Eric Trump sits behind a desk on the 25th floor of Trump Tower in New York City, dressed in a slightly less formal version of his father’s go-to power uniform—blue suit, white buttoned-down shirt, no tie. There are reminders of Donald Trump everywhere in this office, including the TV in the corner that beams out wall-to-wall news about the president any time his son turns it on. Amidst it all, Eric Trump, who now manages the Trump Organization with his brother Don Jr., wants to emphasize that the Trump business is separate from the Trump presidency.

“There is kind of a clear separation of church and state that we maintain, and I am deadly serious about that exercise,” he says, echoing previous statements from his father. “I do not talk about the government with him, and he does not talk about the business with us.

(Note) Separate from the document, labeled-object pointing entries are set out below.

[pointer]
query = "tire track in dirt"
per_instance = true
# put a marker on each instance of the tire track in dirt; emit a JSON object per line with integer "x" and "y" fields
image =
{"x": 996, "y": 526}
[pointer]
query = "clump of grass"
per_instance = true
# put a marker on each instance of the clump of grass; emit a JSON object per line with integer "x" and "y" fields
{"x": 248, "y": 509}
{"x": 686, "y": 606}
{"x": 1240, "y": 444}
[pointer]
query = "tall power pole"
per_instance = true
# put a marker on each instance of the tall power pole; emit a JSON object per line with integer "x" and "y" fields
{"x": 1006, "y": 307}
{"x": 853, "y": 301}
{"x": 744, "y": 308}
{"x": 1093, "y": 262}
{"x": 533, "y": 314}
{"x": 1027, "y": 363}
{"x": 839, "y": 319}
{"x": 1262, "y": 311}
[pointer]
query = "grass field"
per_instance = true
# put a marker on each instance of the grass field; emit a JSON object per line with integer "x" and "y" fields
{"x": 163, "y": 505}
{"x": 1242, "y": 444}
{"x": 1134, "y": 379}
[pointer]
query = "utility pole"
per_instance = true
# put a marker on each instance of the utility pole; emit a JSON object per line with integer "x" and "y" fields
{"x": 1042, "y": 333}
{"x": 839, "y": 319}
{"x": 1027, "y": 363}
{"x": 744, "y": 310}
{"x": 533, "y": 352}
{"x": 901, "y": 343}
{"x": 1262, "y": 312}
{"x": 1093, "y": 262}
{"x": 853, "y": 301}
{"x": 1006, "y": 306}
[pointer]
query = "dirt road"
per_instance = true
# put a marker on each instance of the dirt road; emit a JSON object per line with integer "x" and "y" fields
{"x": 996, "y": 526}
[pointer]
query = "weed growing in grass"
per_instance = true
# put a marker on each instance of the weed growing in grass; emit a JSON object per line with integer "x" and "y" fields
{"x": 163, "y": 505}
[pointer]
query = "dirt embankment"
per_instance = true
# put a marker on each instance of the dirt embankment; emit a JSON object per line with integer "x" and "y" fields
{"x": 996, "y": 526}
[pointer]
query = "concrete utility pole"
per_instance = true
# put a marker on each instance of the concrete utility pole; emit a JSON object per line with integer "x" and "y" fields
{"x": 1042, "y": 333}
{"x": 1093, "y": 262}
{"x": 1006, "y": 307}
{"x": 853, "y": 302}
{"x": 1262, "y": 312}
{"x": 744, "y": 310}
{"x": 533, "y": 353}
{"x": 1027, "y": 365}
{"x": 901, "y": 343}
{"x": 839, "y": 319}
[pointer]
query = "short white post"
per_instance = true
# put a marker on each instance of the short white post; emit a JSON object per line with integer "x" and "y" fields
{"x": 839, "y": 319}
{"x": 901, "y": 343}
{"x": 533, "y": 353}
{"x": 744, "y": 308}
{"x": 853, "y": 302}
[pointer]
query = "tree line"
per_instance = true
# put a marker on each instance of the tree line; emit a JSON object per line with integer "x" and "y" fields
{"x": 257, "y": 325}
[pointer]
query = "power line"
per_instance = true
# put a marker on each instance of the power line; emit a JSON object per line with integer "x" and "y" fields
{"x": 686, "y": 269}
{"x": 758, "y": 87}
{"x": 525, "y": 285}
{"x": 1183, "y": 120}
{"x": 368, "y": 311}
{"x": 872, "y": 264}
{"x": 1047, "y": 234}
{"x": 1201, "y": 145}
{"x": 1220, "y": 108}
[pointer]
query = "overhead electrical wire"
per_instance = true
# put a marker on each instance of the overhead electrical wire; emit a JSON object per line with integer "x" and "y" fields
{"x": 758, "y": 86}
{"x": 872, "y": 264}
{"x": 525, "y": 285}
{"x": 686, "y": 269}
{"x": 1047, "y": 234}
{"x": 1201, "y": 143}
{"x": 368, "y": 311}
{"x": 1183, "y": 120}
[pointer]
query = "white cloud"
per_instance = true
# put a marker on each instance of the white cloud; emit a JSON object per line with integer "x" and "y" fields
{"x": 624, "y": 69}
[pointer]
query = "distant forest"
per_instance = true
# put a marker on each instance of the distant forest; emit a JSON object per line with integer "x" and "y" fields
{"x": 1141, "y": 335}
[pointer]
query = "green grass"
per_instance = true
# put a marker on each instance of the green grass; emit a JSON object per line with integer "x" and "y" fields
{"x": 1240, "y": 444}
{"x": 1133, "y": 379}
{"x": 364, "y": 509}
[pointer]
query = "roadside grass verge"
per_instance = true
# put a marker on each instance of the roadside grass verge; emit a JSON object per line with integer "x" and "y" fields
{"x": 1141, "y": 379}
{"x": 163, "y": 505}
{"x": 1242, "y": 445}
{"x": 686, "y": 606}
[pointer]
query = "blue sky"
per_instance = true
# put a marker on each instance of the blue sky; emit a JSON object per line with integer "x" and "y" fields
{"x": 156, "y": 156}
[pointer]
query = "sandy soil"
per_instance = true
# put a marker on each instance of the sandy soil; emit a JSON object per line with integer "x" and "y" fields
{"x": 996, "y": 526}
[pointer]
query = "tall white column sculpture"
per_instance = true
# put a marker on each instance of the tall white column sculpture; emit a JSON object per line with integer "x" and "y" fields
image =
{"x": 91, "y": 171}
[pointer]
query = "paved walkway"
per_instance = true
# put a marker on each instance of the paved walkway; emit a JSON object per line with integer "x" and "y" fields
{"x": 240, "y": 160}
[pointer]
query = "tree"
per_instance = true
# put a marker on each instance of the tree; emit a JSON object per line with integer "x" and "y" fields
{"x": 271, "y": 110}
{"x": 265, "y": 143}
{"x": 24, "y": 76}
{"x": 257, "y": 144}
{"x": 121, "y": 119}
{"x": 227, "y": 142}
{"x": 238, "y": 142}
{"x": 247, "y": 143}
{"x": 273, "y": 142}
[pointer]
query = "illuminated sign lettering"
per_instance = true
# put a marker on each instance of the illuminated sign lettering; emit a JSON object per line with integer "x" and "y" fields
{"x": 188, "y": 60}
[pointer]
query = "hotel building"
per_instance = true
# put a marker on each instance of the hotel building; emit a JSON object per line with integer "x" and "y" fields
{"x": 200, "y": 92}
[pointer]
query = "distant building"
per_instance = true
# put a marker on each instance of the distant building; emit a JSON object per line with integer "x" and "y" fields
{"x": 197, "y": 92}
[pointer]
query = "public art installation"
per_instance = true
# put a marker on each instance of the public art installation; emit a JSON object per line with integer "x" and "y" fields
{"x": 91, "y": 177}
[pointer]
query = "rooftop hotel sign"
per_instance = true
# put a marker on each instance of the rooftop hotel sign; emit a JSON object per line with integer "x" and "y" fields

That’s kind of a steadfast pact we made, and it’s something that we honor.”

But less than two minutes later, he concedes that he will continue to update his father on the business while he is in the presidency. “Yeah, on the bottom line, profitability reports and stuff like that, but you know, that’s about it.” How often will those reports be, every quarter? “Depending, yeah, depending.” Could be more, could be less? “Yeah, probably quarterly.” One thing is clear: “My father and I are very close,” Eric Trump says. “I talk to him a lot. We’re pretty inseparable.”

So, this is what it’s like to live in a Banana Republic.

What’s on your reading and blogging list today?